University at Buffalo Statistician Weighs in on Powerball Chances


Expert Pitch

Jeffrey Miecznikowski, associate professor of biostatistics at the University at Buffalo:

“The odds do get better when you buy more tickets, but it is such a small increase that it is really inconsequential relative to the unbelievably small odds of winning. Buying 10 tickets isn’t going to noticeably increase your chances. Your chances are so close to zero that it is such a small increase that it doesn’t really matter. Technically, you are increasing your chances as you buy more tickets, assuming you are getting different numbers, but we are talking about chances that have so many zeros after the decimal point so what you are increasing it by is so inconsequential.”

“Essentially, it is impossible to win. But someone will say, well, Joe Smith of Florida won it, so it wasn’t impossible. There is a principle of rare events called the improbability principle, which means that in the infinite number of events that happen in the world every day, something rare happens a lot. Unbelievably rare things happen every single day. With that in mind, winning this Powerball is essentially impossible, yet someone will win it because they have sold hundreds of millions of lotto tickets and that is enough that someone will win something unbelievably rare. Impossible things happen all the time. I’m confident someone is going to win and in fact, I’m surprised no one has won yet because of the amount of tickets sold so far.”

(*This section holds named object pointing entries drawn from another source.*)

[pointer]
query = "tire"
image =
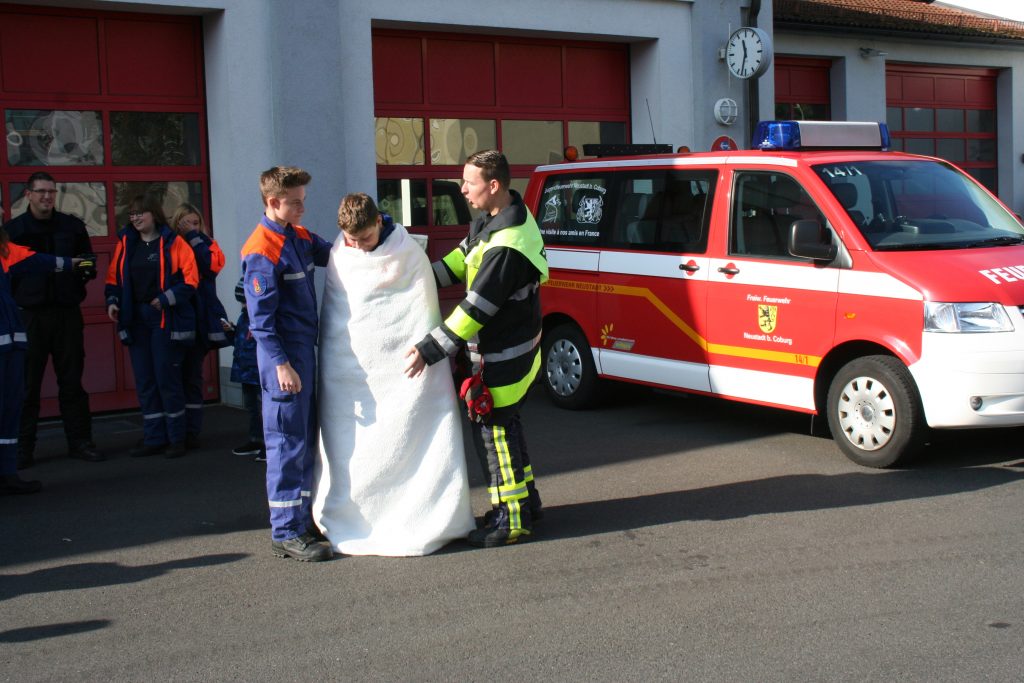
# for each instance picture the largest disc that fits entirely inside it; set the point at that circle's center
(567, 368)
(875, 412)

“Odds of winning a Powerball, buying one ticket, equivalent to flipping a coin 28 times and getting heads every single time. The odds are roughly the same. It doesn’t sound so bad. I can do 28 coin tosses in 5 minutes. But you would be at it for an eternity.”

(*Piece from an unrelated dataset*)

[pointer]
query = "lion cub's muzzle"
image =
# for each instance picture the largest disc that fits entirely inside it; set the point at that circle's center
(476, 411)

“Another example, if all of the teams were equally likely to make the Super Bowl, and you get one team out of AFC and one team out of the NFC, you would have to make 7 Super Bowls in a row. That would be the equivalent of winning Powerball. Very roughly, it would be actually winning 6 Super Bowls in a row. That would be slightly rarer than winning Powerball. Caveat is everyone is equally likely to win.”

“One that might really be interesting because it is something everyone does, the NCAA basketball tournament, there your odds of picking every single game is unbelievably rare, your 32 billion times more likely to win Powerball than to pick a perfect bracket. Again, assuming each team equally likely to win every day. It would be a coin flip for every game. “

His advice:

“The machines that pull these things out are air filled drums and the balls are floating around. That is as close to random as we’ve got. But the balls are white with black ink, which adds weight to the ball, which would make it less likely to get sucked out of the top. With that in mind, maybe taking all the numbers that don’t have as much black paint on them, like the 1 or 11 or 111, those might be lighter and might float to the top.”